Digestion of lipid in small intestine

A small amount of triglycerides is digested in the stomach by lingual lipase that is secreted by
lingual glands in the mouth and swallowed with the saliva. This amount of digestion is less
than 10 per cent and generally unimportant. Instead, essentially all fat digestion occurs in
the small intestine as follows.

Emulsification of Fat by Bile Acids and Lecithin.The first step in fat digestion is physically to
break the fat globules into very small sizes so that the water-soluble digestive enzymes can
act on the globule surfaces.This process is called emulsification of the fat, and it begins by
agitation in the stomach to mix the fat with the products of stomach digestion. Then, most of
the emulsification occurs in the duodenum under the influence of bile, the secretion from the
liver that does not contain any digestive enzymes. However, bile does contain a large
quantity of bile salts as well as the phospholipid lecithin.

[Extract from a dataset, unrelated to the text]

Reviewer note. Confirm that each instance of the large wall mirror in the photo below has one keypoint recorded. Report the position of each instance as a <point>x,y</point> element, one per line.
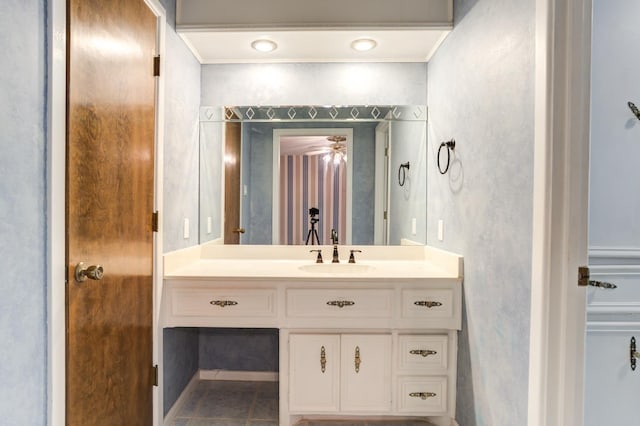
<point>294,174</point>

Digestion of Triglycerides by Pancreatic Lipase. By far the most important enzyme for
digestion of the triglycerides is pancreatic lipase, present in enormous quantities in
pancreatic juice, enough to digest within 1minute all triglycerides that it can reach. In
addition, the enterocytes of the small intestine contain still more lipase, known as enteric
lipase, but this is usually not needed. Most of the triglycerides of the diet are split by
pancreatic lipase into free fatty acids and 2-monoglycerides.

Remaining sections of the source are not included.